Das letzte Derby: Im Februar 2018 trafen der KSC II und der SV Spielberg zuletzt aufeinander - künftig kooperieren die beiden Clubs. | Foto: GES

Kooperation mit Spielberg

Neue Wege beim KSC II

Die Amateure aus dem Albgau verstünden sich schon länger als eine Art „rechter Arm“ des großen Nachbarn, sagt Bernd Stadler, der beim SV Spielberg für den Fußball-Spielbetrieb verantwortliche Vorstand. Angefangen hatte das 2013 mit dem vom Karlsruher SC geholten Ole Schröder, dem späteren Kapitän.

Und auch im aktuellen Team, das im Oberliga-Abstiegskampf steckt, stehen im Torwart Matthias Moritz, in Innenverteidiger Stefan Müller und anderen einige Akteure, die es beim KSC nicht nach oben geschafft hatten und daher direkt vom Karlsruher Talentschuppen am Adenauerring in den Karlsbader Ortsteil gewechselt sind.

Wir bieten Kontinuität

„Wir bieten Kontinuität. Von den letzten sechs Spielzeiten haben wir fünf in der Oberliga und eine in der Regionalliga zugebracht. Ich bin mit hundertprozentig sicher, dass wir auch nächstes Jahr in der Oberliga spielen werden“, sagt Stadler, der im Januar auf den KSC zugegangen war.

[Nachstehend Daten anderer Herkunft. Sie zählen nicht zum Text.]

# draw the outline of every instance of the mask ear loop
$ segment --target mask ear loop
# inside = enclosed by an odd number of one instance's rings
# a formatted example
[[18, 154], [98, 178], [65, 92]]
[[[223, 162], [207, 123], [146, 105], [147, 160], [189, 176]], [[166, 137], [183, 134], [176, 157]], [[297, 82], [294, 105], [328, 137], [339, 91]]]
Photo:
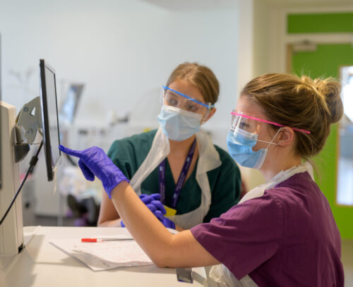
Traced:
[[274, 136], [274, 137], [273, 137], [273, 138], [272, 139], [271, 142], [270, 142], [270, 143], [268, 144], [268, 145], [267, 146], [266, 149], [268, 149], [268, 147], [270, 147], [270, 145], [278, 145], [278, 144], [277, 144], [277, 143], [273, 142], [273, 141], [275, 140], [275, 139], [276, 138], [277, 135], [278, 135], [278, 133], [279, 133], [282, 130], [282, 128], [283, 128], [283, 127], [280, 128], [278, 129], [278, 130], [277, 131], [276, 134], [275, 135], [275, 136]]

Er wollte nachhören, was der Drittligist mit seiner U 23 denn noch vorhabe. Vizepräsident und Geldgeber Günter Pilarsky hatte diese da ja schon offen zum Auslaufmodell aus wirtschaftlichen Erwägungen gestempelt.

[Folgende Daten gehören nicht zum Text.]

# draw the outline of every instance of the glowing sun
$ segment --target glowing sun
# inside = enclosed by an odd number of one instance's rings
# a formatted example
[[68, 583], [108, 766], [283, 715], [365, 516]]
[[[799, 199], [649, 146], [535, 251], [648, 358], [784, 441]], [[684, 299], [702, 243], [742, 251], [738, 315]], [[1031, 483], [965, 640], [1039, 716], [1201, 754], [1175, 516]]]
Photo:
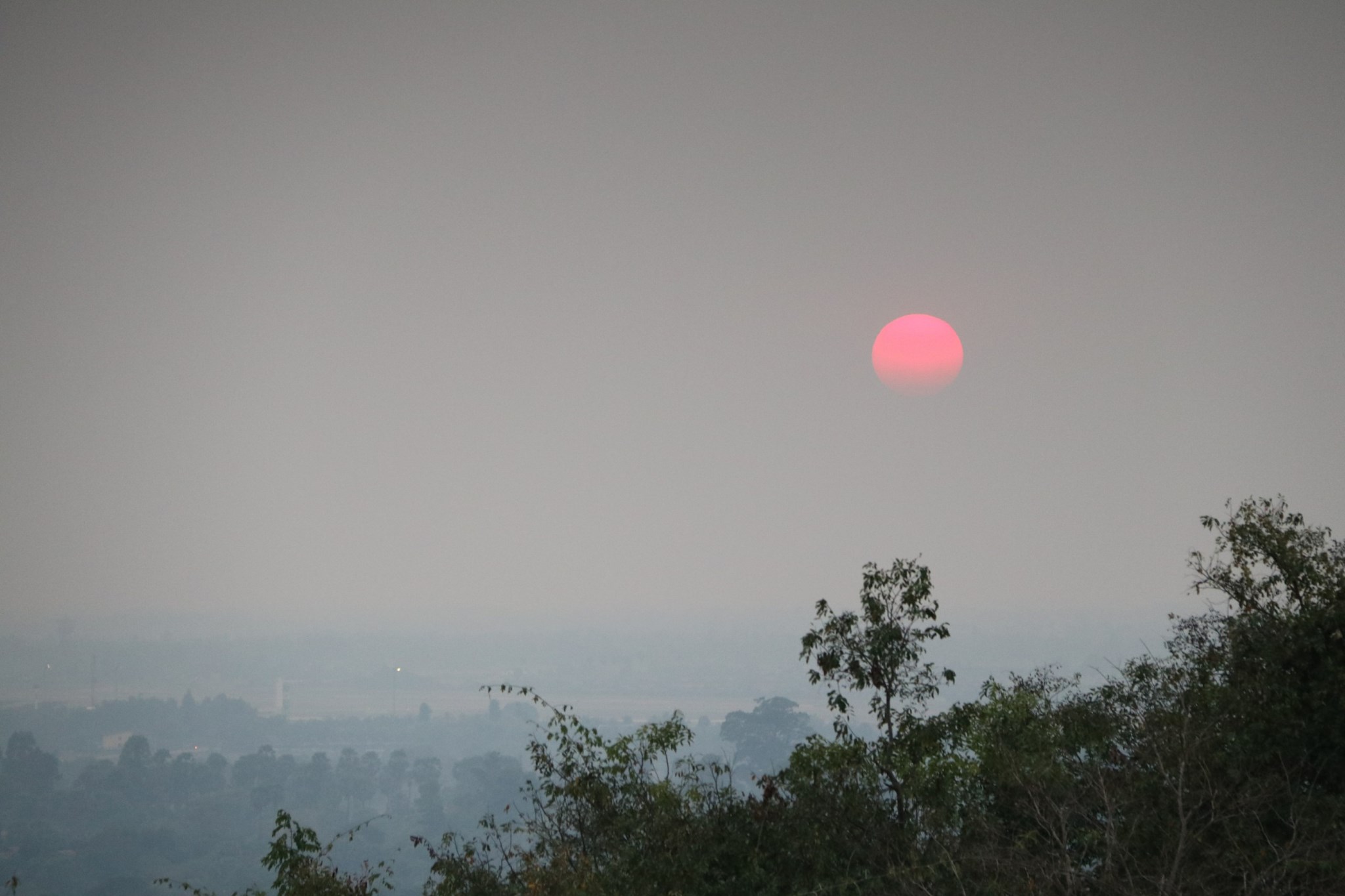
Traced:
[[932, 395], [960, 369], [958, 332], [931, 314], [898, 317], [873, 340], [873, 372], [894, 392]]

Was sich aus Gesprächen mit Edmund Becker, Oliver Kreuzer und Burkhard Reich hernach entwickelte, fand am Dienstag  seine Bestätigung: Der KSC wird sein ältestes Talente-Team abmelden. Er steht dadurch als erster Absteiger aus der Oberliga fest und wird seine Ausgaben für die Fortbildung von Perspektivspielern von aktuell einer halben Million Euro auf 100.000 bis 150.000 reduzieren. Edgar Schmitt wird ein Anstellungsverhältnis bei seinem Ex-Club eingehen und danach den Trainerstab des künftigen Spielberger Kooperationspartners eng unterstützen.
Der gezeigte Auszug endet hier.